I have encountered a critical security issue, but I am not sure whether it’s related to Brave Browser or Bitwarden.
I have set Brave Browser to always log me out of websites when I close the browser, so it does not remember my login credentials. However, I have noticed that sometimes, after restarting my computer, I can still access my email without entering my login details or even the two-factor authentication (2FA) code.
This is a serious security concern, as it means that my session is somehow being preserved despite the browser being set to clear all login data.
Has anyone else experienced this issue? Could this be a bug in Brave Browser, or is it related to Bitwarden? Any help would be greatly appreciated.
I am logged in.
It looks like, even though I have enabled the setting for Brave browser to delete cookies upon exiting the browser, when I shut down the computer, Brave does not behave as if I am leaving the application.

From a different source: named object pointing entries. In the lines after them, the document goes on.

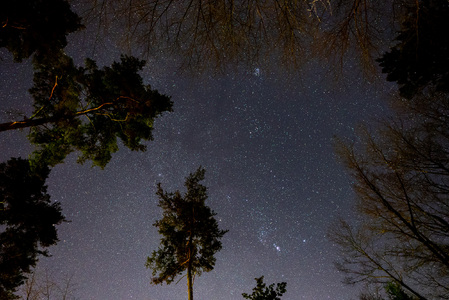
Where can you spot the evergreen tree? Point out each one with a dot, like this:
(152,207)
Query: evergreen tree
(190,234)
(27,220)
(87,109)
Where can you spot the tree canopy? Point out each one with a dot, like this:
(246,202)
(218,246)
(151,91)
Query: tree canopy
(36,27)
(401,180)
(87,109)
(28,220)
(419,59)
(263,292)
(190,234)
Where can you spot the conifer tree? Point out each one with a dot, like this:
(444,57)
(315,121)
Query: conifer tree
(190,234)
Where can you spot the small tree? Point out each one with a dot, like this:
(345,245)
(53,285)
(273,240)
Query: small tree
(262,292)
(190,233)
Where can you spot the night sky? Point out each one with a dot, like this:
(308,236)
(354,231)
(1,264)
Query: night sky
(265,137)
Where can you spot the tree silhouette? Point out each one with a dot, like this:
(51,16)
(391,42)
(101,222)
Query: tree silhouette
(28,220)
(87,109)
(420,57)
(190,234)
(262,292)
(214,33)
(401,179)
(36,27)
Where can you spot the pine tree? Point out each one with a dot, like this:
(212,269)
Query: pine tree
(190,234)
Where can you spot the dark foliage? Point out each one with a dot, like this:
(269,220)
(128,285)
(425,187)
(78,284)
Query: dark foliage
(36,27)
(28,220)
(86,109)
(190,233)
(262,292)
(421,59)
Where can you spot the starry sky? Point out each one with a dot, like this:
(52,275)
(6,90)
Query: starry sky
(265,137)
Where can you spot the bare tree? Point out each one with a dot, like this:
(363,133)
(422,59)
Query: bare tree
(401,177)
(212,33)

My version of brave is 1.76.73
I am just minimalizing it. But still turn off the whole computer should close the browser. I tried this in firefox and this didn’t work. So it seems like that by turning off whole computer you won’t close the brave browser but firefox yes. So I think this is a bug.
I was installing Brave Browser few days ago. And I setup to delete cookies aftere closing the browser and also setting this “On startup” to be Open the New Tab page but still if I turn off computer then the cookies should be deleted as well right? Or they are deleted only when I have Continue where you left off? But I see that it is in the process to be fixed in the future. So nevermind then.